In the context of the English law, A Dictionary of Law provides the following legal concept of Guarantee Payment : Under the Employment Rights Act 1996, the sum that an employer must pay to an employee for whom he is unable to provide work during the whole of any working day or shift. However, an employee is not entitled to a guarantee payment if he is laid off because of industrial action affecting his own or an associated employer, if he unreasonably refuses other suitable work, or if he fails to comply with the employer’s reasonable requirements for ensuring that he is available for work if and when needed. Generally, employees only become entitled to a guarantee payment after four weeks’ *continuous employment in the business; one employed for a specific task that is not expected to last more than 12 weeks and one having a fixed-term employment contract of a year or less do not qualify at all.
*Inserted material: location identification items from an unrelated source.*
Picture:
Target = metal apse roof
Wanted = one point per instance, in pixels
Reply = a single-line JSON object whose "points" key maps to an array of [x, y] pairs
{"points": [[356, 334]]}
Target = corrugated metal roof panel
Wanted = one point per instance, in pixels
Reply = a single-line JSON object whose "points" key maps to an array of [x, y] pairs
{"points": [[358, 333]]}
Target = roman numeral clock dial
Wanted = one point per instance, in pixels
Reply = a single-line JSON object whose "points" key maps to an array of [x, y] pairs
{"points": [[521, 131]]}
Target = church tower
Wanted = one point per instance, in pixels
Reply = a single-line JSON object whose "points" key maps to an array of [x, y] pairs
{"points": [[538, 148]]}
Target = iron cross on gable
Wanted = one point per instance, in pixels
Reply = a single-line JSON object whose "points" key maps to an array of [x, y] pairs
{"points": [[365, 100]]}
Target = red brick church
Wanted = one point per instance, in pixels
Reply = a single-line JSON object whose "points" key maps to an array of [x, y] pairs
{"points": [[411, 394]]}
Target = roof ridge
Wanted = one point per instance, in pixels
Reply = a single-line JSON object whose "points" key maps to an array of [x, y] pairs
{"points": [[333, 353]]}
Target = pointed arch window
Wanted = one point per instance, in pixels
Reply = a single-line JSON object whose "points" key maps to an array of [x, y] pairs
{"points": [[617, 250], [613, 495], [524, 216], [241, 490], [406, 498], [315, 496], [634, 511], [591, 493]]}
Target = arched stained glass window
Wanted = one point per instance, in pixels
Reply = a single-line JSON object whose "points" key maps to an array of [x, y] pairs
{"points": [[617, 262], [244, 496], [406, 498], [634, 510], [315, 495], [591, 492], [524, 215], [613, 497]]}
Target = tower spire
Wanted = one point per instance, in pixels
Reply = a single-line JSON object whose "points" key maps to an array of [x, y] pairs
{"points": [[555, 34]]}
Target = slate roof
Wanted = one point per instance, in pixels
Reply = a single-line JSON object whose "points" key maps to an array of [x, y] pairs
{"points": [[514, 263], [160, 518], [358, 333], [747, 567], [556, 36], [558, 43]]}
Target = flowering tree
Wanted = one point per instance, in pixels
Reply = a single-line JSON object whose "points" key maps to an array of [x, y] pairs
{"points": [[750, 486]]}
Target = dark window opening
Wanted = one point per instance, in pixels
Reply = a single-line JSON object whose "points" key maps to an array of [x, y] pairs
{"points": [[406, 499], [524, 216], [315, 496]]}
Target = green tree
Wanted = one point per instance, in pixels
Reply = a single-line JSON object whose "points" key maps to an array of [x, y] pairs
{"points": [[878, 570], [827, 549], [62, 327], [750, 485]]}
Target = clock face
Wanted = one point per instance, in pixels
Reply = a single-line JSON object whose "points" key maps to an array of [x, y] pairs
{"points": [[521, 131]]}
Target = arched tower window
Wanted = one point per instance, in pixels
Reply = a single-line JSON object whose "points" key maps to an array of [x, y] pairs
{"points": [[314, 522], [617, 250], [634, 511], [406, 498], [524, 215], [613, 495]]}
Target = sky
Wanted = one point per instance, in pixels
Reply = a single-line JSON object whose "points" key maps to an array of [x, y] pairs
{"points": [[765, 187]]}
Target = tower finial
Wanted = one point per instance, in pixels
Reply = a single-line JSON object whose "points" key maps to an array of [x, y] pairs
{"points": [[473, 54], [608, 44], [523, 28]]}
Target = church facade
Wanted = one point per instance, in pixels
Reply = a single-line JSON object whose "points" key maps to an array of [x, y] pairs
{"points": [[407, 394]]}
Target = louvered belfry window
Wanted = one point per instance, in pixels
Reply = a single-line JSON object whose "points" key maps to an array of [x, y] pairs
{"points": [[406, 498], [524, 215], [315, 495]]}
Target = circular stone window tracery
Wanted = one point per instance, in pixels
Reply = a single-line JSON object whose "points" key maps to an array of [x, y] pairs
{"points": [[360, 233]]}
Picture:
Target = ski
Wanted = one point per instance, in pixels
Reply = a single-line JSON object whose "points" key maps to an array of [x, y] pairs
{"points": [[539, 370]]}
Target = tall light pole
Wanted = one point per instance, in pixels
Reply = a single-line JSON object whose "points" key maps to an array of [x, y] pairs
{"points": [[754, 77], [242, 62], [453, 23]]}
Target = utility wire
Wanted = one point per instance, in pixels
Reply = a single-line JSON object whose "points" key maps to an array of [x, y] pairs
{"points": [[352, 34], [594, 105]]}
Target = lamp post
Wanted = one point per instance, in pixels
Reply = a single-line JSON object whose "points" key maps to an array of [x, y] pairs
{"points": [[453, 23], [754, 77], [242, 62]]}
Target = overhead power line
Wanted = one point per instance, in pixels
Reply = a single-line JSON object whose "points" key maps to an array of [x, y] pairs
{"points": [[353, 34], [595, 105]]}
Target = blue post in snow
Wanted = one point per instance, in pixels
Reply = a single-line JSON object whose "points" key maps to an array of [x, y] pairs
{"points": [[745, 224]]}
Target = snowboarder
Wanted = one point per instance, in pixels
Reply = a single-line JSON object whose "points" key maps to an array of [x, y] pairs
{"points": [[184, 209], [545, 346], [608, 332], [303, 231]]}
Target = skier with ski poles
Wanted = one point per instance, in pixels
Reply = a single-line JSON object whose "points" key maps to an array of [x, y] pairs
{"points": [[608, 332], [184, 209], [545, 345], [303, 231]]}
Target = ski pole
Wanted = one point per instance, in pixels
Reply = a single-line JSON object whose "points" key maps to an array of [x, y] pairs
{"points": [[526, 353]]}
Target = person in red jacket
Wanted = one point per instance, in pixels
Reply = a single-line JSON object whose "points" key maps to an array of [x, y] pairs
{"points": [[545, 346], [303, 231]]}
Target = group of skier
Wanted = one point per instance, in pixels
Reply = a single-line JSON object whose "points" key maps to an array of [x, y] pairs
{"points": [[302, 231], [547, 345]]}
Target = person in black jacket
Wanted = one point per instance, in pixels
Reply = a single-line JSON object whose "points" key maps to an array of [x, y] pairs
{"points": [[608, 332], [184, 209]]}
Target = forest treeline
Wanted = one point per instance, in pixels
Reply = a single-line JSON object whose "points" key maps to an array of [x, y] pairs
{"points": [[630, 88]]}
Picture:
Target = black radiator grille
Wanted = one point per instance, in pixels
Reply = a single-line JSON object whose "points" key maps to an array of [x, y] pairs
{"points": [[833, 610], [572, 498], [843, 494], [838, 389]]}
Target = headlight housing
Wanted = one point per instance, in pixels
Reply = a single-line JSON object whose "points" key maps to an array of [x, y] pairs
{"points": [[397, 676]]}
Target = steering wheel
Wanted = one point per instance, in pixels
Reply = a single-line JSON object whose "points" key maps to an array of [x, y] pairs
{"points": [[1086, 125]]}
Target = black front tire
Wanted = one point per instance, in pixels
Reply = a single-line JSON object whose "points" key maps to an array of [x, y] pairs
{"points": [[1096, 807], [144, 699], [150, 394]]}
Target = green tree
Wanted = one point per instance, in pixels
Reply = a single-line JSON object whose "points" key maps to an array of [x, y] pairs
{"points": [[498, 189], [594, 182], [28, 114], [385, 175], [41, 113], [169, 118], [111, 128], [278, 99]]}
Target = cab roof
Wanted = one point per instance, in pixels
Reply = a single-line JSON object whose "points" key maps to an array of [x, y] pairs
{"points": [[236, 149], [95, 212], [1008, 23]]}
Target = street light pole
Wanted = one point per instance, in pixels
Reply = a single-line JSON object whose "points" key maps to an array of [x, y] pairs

The payment is limited to the employee’s basic wage for the relevant shift, subject to a maximum prescribed by regulations made by the Secretary of State for Work and Pensions and reviewed annually. An employee is not entitled to more than five guarantee payments in any period of three months. The statutory payment is offset by any amount payable to the employee under his employment contract while he is laid off. An employee may complain to an employment tribunal if his employer fails to pay him any sum due as a guarantee payment, and the tribunal can order the employer to pay the sum due.